Don Park raises a good question of whether or not I (and other journalists and bloggers) are being fair to Patricia Dunn?

I’ll be happy to give Hewlett Packard or Patricia Dunn an entire blog post (take as many words as you want) to give her side, or HP’s side of this whole thing. I’d even be happy to take my video camera over and put the video up on YouTube or Google Video or Blip.TV and let anyone at HP say whatever they want unchallenged by me and I’ll put that up unedited.

I won’t even link to David Kirkpatrick at Fortune Magazine, who called for her head.

Is my reaction over the top? Yeah! But like Russell Shaw says, it’s an American tradition!

Is this story boring yet? I really don’t care if I lose every single reader I have because I keep rambling on about this story. Patricia Dunn has got to go. The HP board has to realize this story is not going away.

Well, it shouldn’t. Where are we going to draw the line on privacy? At pretexting? Or when they stick a little recording device in my bedroom to see who I am talking with? Oh, not willing to put the line there? Well, how about just implant an RFID tag in my head along with a GPS and a little transmission device.

Hell, let’s just get rid of this privacy idea altogether, right? OK, I’m game. Patricia Dunn first please. If she does it, I’ll go along with this whole “get rid of privacy” game that seems to be how many employers want to play it (ever look into how deeply employers can look into your private life? It might scare you.)

HP should prepare itself for a raft of headlines like this one, HP Boosts Its Integrity, in InfoWorld.

Is that unfair? Sure! But we aren’t the ones who broke the law.

Anyway, to answer Don’s question: I don’t really care at this point. I’ve been reading very carefully trying to find a reason to take Patricia Dunn’s side. I’ve been talking with dozens of people behind the scenes. I can’t find one reason to take a different stance than I now am taking. That said, I’d be happy to learn tomorrow that we’re all mistaken and that we’re barking up the wrong tree and I’d be the first one to report I was wrong.

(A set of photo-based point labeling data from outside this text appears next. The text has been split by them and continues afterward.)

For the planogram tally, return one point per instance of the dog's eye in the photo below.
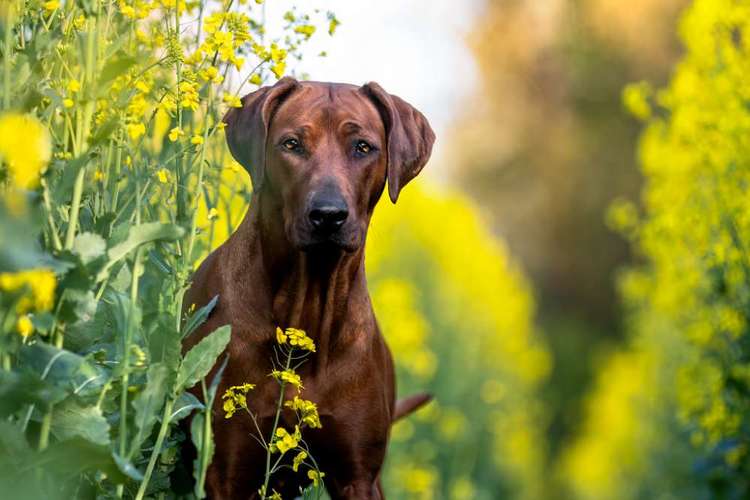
(292, 145)
(362, 148)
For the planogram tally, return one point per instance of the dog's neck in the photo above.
(319, 291)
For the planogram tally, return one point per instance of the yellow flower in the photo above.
(211, 74)
(235, 398)
(298, 460)
(308, 411)
(287, 376)
(232, 100)
(163, 175)
(284, 441)
(175, 134)
(25, 146)
(280, 337)
(79, 22)
(41, 283)
(315, 476)
(305, 29)
(278, 69)
(136, 130)
(51, 6)
(188, 94)
(300, 339)
(74, 86)
(332, 25)
(142, 87)
(24, 326)
(277, 54)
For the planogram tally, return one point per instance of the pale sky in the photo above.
(413, 48)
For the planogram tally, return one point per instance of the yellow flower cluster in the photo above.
(25, 148)
(295, 338)
(235, 398)
(288, 376)
(285, 441)
(38, 286)
(441, 298)
(682, 372)
(308, 411)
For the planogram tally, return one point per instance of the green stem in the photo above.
(157, 448)
(205, 442)
(75, 206)
(7, 49)
(44, 431)
(279, 406)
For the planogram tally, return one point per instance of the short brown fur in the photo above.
(275, 271)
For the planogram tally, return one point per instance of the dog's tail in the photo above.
(405, 406)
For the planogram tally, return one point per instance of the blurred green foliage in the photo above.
(669, 416)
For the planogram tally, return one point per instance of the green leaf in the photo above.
(63, 368)
(114, 68)
(196, 433)
(185, 404)
(199, 317)
(71, 458)
(127, 468)
(70, 420)
(215, 383)
(149, 402)
(89, 246)
(20, 389)
(137, 236)
(202, 357)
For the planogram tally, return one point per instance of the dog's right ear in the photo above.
(247, 127)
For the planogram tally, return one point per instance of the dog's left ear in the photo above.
(247, 127)
(408, 134)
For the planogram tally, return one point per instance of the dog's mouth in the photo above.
(346, 240)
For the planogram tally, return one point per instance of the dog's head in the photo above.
(322, 153)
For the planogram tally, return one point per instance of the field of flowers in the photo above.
(670, 414)
(116, 182)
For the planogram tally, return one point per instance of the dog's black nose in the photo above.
(328, 218)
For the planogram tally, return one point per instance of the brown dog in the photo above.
(319, 155)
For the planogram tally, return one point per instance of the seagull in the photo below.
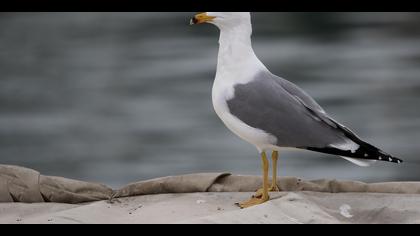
(270, 112)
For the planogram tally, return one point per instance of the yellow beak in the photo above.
(201, 18)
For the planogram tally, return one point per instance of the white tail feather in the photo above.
(359, 162)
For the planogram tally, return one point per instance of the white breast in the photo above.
(223, 90)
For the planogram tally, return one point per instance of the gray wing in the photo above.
(280, 108)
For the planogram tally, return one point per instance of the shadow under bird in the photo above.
(270, 112)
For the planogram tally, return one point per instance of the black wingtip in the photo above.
(364, 153)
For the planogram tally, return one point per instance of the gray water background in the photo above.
(120, 97)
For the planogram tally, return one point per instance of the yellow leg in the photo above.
(264, 197)
(274, 187)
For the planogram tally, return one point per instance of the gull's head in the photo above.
(223, 20)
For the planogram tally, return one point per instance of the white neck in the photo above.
(235, 49)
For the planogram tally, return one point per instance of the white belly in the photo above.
(221, 93)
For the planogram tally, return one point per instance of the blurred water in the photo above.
(118, 97)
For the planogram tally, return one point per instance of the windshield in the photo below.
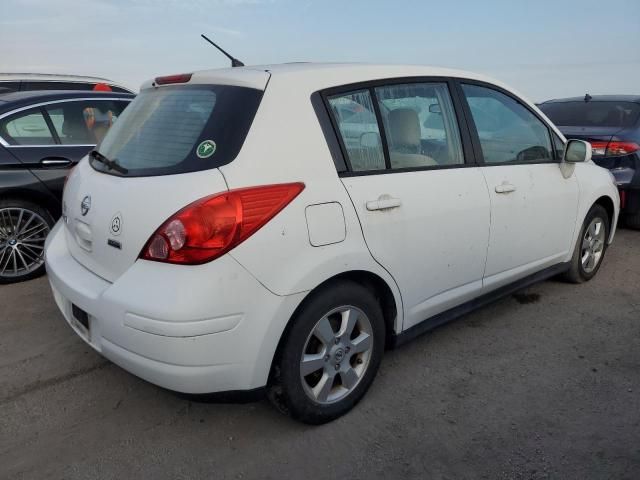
(179, 129)
(592, 114)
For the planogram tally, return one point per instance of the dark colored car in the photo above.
(22, 82)
(611, 123)
(42, 136)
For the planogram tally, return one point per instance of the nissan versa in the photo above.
(280, 226)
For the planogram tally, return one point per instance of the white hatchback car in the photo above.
(279, 226)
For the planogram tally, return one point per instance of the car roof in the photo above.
(11, 101)
(317, 76)
(54, 77)
(597, 98)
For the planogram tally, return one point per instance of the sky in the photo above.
(542, 48)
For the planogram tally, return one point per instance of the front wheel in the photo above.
(591, 246)
(24, 226)
(331, 354)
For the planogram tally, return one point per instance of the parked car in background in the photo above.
(20, 82)
(42, 136)
(230, 233)
(611, 123)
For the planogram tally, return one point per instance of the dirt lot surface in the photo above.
(544, 384)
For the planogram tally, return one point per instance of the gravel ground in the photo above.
(543, 384)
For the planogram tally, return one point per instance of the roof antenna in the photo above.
(234, 61)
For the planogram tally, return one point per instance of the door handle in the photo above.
(55, 162)
(505, 188)
(384, 202)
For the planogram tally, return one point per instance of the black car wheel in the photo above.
(24, 226)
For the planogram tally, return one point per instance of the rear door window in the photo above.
(592, 114)
(26, 128)
(420, 125)
(179, 129)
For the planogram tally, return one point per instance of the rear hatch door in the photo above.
(166, 147)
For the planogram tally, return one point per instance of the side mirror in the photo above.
(577, 151)
(370, 140)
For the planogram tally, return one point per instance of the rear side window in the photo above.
(593, 114)
(420, 125)
(26, 128)
(356, 120)
(179, 129)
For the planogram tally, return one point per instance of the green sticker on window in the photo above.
(206, 149)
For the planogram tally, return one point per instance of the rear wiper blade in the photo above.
(110, 164)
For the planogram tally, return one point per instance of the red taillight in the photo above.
(211, 226)
(180, 78)
(613, 149)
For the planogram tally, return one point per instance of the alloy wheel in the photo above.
(593, 242)
(22, 236)
(336, 354)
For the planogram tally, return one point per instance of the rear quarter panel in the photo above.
(286, 144)
(594, 182)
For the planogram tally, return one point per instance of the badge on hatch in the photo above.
(206, 149)
(116, 225)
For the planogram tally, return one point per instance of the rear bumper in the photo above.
(196, 329)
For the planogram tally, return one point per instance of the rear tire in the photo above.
(330, 355)
(590, 247)
(24, 227)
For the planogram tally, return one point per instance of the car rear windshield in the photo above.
(592, 114)
(179, 129)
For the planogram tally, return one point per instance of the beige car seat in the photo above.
(405, 148)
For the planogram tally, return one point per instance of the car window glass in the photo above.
(558, 146)
(593, 113)
(508, 131)
(356, 120)
(55, 85)
(420, 125)
(84, 122)
(180, 129)
(26, 128)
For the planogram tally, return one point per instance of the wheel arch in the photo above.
(374, 283)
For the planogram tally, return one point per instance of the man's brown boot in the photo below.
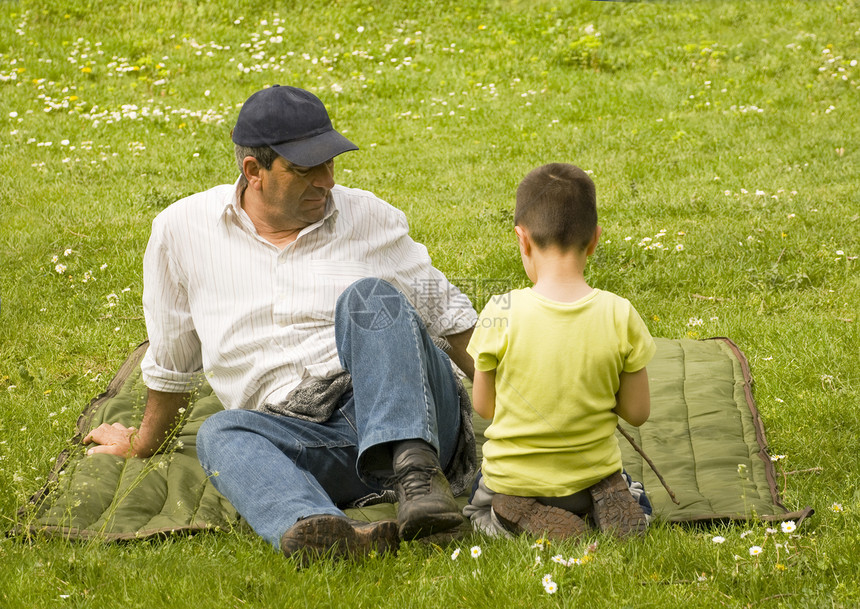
(338, 537)
(426, 503)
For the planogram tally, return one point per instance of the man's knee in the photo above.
(212, 432)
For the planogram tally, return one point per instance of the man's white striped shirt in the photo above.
(257, 319)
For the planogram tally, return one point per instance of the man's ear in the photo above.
(251, 169)
(593, 244)
(524, 240)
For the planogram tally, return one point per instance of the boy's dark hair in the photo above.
(556, 203)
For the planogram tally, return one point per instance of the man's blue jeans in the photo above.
(276, 470)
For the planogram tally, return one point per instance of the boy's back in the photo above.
(558, 367)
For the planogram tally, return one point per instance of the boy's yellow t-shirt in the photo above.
(557, 372)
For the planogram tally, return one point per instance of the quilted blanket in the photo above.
(704, 436)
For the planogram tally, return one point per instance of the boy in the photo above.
(555, 366)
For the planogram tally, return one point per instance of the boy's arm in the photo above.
(484, 393)
(633, 400)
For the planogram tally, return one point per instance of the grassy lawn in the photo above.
(723, 140)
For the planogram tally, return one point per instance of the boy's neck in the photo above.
(559, 275)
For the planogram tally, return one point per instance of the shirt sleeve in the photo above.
(173, 363)
(642, 347)
(490, 339)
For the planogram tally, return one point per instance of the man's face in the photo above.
(297, 194)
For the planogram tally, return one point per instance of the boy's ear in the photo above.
(593, 244)
(524, 240)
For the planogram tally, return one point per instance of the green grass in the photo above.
(683, 111)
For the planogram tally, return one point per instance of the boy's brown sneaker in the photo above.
(615, 509)
(338, 537)
(528, 515)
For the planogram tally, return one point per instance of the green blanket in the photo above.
(704, 436)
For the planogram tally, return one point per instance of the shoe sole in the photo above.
(429, 525)
(527, 515)
(338, 537)
(615, 509)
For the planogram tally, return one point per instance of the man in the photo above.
(281, 289)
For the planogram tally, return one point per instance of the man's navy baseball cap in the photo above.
(292, 122)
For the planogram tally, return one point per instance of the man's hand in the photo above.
(163, 412)
(458, 354)
(112, 439)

The facts in this case, though, don’t get better, they just get worse and that’s after the New York Times reported Patricia’s own words. Translation: I doubt she’ll take me up on my offer.

Update: Blog Herald goes further and asks “Will Social Software Mutate Blogosphere into Mob Rule?”

CNNMoney takes aim at Dunn

CNNMoney: “Are you lying … or incompetent?”

Like I said, this story isn’t going away and the reporters aren’t going to get nicer from here. They also aren’t going to let this story go away. Christopher Coulter predicts we’ll see six months of this. Well, if the whole board resigns, then this will go away in a week and we can all get on with life.

Oh, I tried to go to the beach and see if I could get away from the smell that was coming out of the HP board room. Nope, I couldn’t, it was such a strong smell that it did reach all the way across the Santa Cruz mountains. Oh, or maybe that was the rotting seaweed on the beach. I couldn’t really tell the difference. Sigh. I did Flickr a few photos, though, including some blog links I left in the sand.

Back out to have more fun. Hope you’re having a good weekend.